Recent studies have proposed the superior eyelid endoscopic transorbital approach as a new minimally invasive route to access orbital lesions, mostly in otolaryngology and maxillofacial surgeries. The authors undertook this anatomical study in order to contribute a neurosurgical perspective, exploring the anterior and middle cranial fossa areas through this purely endoscopic transorbital trajectory.

METHODS

Anatomical dissections were performed in 10 human cadaveric heads (20 sides) using 0° and 30° endoscopes. A step-by-step description of the superior eyelid transorbital endoscopic route and surgically oriented classification are provided.

RESULTS

The authors’ cadaveric prosection of this approach defined 3 modular routes that could be combined. Two corridors using bone removal lateral to the superior and inferior orbital fissures exposed the middle and anterior cranial fossa (lateral orbital corridors to the anterior and middle cranial base) to unveil the temporal pole region, lateral wall of the cavernous sinus, middle cranial fossa floor, and frontobasal area (i.e., orbital and recti gyri of the frontal lobe). Combined, these 2 corridors exposed the lateral aspect of the lesser sphenoid wing with the Sylvian region (combined lateral orbital corridor to the anterior and middle cranial fossa, with lesser sphenoid wing removal).
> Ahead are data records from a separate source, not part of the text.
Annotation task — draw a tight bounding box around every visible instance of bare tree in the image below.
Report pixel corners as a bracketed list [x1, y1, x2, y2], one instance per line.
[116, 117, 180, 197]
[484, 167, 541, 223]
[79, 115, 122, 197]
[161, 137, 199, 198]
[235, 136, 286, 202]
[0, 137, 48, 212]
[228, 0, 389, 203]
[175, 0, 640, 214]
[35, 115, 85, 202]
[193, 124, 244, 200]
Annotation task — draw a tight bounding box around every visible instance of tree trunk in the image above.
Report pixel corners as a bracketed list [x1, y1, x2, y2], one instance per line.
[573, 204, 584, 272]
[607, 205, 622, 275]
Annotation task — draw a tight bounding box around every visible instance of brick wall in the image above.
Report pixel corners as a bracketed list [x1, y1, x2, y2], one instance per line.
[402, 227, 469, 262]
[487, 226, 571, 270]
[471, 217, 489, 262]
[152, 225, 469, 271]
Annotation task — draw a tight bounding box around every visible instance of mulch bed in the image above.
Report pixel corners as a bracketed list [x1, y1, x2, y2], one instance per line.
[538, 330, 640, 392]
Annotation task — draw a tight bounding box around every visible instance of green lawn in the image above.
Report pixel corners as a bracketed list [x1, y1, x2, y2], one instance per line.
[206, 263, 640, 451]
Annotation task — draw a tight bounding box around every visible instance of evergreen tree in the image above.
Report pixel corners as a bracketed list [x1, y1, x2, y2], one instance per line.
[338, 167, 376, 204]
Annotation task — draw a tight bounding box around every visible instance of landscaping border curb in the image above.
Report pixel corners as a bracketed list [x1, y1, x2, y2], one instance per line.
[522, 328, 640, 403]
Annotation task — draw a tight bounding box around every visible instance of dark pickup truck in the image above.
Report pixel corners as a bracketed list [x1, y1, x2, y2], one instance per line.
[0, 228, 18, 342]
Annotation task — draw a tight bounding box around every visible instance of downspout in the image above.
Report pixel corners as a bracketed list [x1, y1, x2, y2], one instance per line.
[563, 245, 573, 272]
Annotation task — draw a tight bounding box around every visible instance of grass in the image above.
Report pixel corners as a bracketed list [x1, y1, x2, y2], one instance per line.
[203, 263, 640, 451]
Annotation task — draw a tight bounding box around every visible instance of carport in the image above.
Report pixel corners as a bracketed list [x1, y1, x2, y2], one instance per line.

The medial corridor, with extension of bone removal medially to the superior and inferior orbital fissure, afforded exposure of the opticocarotid area (medial orbital corridor to the opticocarotid area).

CONCLUSIONS

Along with its minimally invasive nature, the superior eyelid transorbital approach allows good visualization and manipulation of anatomical structures mainly located in the anterior and middle cranial fossae (i.e., lateral to the superior and inferior orbital fissures). The visualization and management of the opticocarotid region medial to the superior orbital fissure are more complex. Further studies are needed to prove clinical applications of this relatively novel surgical pathway.